Note. This assumed that both $\mu$s were the Moebius function on a poset. Now the OP notes that $\mu(1,n)$ is being defined by $\mu(n)$, the usual Moebius function on the natural numbers. I have vague memories of having dealt with the poset Moebius function before, but I don't think I ever saw that for the natural numbers ordered by divisibility, the two agree; see below.
The Moebius function on a poset is defined by:
$$\mu(x,y) = \left\{\begin{array}{ll}
1 & \mbox{if $x=y$,}\\
-\sum\limits_{x\leq z\lt y} \mu(x,z) & \mbox{if $x\lt y$,}\\
0 & \mbox{otherwise.}
\end{array}\right.$$
Here you are ordering the natural numbers by divisibility (you say integers, but they don't form a poset since divisibility is not antisymmetric, so either you are taking equivalence classes, or are workng on the naturals).
If $k$ does not divide $n$, then both sides are $0$ and there is nothing to do. (I'm assuming that for non-integer rationals $q$, $\mu(1,q)$ is defined to be $0$ by fiat). So assume that $k|n$. Then writing $n=kd$, the assertion is equivalent to showing that for all natural numbers $k$ and $d$,
$$\mu(k,kd) = \mu(1,d).$$
Fix $k$. We prove this by strong induction on $d$. It holds if $d=1$, since $\mu(k,k) = 1 =\mu(1,1)$.
Assume the result holds for all $d$, $1\leq d \lt n$, and you want to show that it is true for $d=n$. We have:
\begin{align*}
\mu(k,kn) &= -\sum_{j=1}^{n-1}\mu(k,kj)\\
&= -\sum_{j=1}^{n-1}\mu(1,j) &\qquad&\mbox{(by the induction hypothesis)}\\
&= \mu(1,n).
\end{align*}
Thus, $\mu(k,kn) = \mu(1,n)$ for all positive integers $n$ (on the positive integers ordered by divisibility).
Does the above definition agree with the usual Moebius function for integers, described in the original post?
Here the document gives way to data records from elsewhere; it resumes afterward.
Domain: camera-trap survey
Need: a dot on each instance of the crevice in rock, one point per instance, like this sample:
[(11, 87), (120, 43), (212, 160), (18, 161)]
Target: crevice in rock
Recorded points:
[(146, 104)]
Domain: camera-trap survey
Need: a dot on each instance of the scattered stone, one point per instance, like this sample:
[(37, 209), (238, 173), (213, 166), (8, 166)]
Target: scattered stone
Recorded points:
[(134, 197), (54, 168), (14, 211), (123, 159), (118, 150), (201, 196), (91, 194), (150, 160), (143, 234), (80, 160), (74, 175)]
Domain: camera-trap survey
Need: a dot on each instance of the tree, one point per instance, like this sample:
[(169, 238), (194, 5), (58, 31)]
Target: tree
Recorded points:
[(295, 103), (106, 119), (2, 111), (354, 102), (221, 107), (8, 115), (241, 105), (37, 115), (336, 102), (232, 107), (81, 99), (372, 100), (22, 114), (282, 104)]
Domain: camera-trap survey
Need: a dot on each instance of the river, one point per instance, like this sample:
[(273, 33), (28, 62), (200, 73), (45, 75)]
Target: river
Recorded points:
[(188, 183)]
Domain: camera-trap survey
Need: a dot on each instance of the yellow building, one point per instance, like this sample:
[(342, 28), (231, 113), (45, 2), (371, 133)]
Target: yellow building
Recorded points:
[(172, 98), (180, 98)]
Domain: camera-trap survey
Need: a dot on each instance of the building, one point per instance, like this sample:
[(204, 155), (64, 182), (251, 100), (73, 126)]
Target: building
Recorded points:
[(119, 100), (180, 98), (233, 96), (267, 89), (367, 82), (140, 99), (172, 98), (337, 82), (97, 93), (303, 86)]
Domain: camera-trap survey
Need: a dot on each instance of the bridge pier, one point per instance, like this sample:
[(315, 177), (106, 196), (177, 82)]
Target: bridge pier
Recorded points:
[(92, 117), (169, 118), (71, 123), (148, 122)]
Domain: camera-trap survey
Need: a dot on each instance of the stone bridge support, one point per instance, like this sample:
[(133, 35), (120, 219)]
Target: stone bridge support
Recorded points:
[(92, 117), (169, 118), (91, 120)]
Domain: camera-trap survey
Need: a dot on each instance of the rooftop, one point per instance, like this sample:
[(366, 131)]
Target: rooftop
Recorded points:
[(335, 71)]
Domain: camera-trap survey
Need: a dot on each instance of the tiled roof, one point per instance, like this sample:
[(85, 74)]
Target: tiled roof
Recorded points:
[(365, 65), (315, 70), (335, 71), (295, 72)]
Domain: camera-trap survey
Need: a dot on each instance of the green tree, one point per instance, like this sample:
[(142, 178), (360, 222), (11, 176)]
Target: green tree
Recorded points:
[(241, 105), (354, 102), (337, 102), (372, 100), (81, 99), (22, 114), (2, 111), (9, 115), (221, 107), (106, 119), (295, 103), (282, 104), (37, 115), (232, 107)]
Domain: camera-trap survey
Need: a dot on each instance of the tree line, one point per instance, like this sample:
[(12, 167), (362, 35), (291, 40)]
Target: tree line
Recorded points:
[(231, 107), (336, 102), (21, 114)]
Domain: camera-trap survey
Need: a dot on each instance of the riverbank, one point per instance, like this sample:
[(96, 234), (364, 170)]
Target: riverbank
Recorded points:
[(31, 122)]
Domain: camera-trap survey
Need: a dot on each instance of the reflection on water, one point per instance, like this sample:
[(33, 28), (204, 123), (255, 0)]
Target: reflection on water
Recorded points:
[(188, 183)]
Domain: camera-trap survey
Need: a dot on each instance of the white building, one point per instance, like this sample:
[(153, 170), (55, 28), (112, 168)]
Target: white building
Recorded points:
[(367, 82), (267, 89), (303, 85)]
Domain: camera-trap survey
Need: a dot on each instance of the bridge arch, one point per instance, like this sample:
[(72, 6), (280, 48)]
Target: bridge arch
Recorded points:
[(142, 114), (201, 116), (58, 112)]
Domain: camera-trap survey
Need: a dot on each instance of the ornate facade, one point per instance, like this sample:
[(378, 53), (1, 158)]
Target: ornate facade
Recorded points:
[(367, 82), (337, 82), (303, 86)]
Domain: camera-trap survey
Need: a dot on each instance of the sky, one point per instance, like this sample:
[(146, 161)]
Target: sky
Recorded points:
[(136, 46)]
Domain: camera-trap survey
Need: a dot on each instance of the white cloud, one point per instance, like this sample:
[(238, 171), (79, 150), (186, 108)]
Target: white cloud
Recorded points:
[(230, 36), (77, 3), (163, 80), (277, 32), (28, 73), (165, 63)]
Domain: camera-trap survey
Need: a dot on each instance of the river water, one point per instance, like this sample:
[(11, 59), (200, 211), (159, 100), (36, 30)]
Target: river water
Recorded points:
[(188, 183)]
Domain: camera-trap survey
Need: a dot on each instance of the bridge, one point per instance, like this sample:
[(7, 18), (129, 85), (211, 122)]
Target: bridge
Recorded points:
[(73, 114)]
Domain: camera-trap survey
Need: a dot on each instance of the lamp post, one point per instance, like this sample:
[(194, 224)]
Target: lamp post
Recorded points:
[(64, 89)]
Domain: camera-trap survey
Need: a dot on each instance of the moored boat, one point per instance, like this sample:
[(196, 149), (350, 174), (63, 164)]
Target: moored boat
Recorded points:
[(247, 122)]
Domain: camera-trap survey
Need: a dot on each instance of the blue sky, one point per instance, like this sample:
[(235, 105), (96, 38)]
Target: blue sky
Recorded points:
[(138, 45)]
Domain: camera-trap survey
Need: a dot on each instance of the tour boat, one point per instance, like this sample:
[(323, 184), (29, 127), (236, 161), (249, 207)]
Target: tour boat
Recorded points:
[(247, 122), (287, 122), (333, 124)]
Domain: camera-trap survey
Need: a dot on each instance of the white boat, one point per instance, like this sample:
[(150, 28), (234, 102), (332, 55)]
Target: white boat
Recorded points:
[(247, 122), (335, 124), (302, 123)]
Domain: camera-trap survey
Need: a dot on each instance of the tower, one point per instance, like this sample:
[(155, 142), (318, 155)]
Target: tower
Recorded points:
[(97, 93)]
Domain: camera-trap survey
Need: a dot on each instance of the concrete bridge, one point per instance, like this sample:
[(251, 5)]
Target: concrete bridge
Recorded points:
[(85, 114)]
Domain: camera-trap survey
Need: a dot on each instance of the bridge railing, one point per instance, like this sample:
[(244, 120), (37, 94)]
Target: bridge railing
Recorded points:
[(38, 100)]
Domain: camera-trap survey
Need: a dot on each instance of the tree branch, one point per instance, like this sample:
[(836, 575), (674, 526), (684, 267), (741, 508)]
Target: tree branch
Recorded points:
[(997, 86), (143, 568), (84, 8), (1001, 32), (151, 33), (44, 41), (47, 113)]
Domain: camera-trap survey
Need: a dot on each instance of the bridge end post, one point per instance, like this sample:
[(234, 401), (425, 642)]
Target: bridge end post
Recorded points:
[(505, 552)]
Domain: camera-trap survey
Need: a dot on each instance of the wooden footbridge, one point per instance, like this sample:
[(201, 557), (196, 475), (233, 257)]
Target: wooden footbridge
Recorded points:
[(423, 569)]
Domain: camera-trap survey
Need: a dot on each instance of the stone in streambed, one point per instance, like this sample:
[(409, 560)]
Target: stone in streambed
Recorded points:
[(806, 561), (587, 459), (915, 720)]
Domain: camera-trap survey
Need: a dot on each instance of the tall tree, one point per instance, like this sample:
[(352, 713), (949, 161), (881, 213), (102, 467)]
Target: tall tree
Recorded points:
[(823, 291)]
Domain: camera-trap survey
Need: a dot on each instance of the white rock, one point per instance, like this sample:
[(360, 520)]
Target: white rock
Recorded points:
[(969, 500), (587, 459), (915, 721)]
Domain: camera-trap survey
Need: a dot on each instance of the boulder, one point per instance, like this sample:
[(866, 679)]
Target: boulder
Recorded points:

Yes.
First, consider the case in which $d$ is squarefree. $\mu(1,1)=1$ by the definition given. Assume that if $d$ is a product of fewer than $k$ distinct primes, then $\mu(1,d) = (-1)^r$, where $r$ is the number of distinct primes that divide $d$. If $d$ is the product of exactly $k$ distinct primes, then we have
\begin{align*}
\mu(1,d) &= -\sum_{m|d, m\neq d} \mu(1,m)\\
&= -\left(1 - \binom{k}{1} + \binom{k}{2} -\binom{k}{3}+\cdots+(-1)^{k-1}\binom{k}{k-1}\right)\\
&= -\left( (1-1)^k - \binom{k}{k}(-1)^k\right)&&\mbox{(binomial expansion)}\\
&= -(-1)^{k+1} = (-1)^{k+2} = (-1)^k.
\end{align*}
The second equality comes from the following consideration: the value of $\mu(1,m)$ on the proper divisors of $d$ only depends on the number of primes that divide them; there are $\binom{k}{1}$ divisors that are prime, $\binom{k}{2}$ that are products of two primes, etc.
So $\mu(1,d) = \mu(d)$ for the squarefree integers $d$.
Now assume that $n$ is not square free, not equal to $1$. If $d=p^2$ is the square of a prime, then
$$\mu(1,d) = -\mu(1,1) -\mu(1,p) = -1+1 = 0.$$
Now assume that for any $m\lt d$, $\mu(1,m)=\mu(m)$ (the usual arithmetic Moebius function), and that $d$ is divisible by the square of a prime $p$. If $m$ is a proper divisors of $\frac{d}{p^2}$, then $\mu(1,p^2m)=0$ by induction. So we only need to worry about the divisors of $\frac{d}{p}$.
And we have:
$$\mu(1,d) = -\sum_{m|\frac{d}{p}}\mu(1,m) = \left(-\sum_{m|\frac{d}{p},m\neq\frac{d}{p}} \mu(1,m)\right) - \mu\left(1,\frac{d}{p}\right) = \mu\left(1,\frac{d}{p}\right) - \mu\left(1,\frac{d}{p}\right) = 0.$$
So the two definitions agree on the natural numbers ordered by divisibility.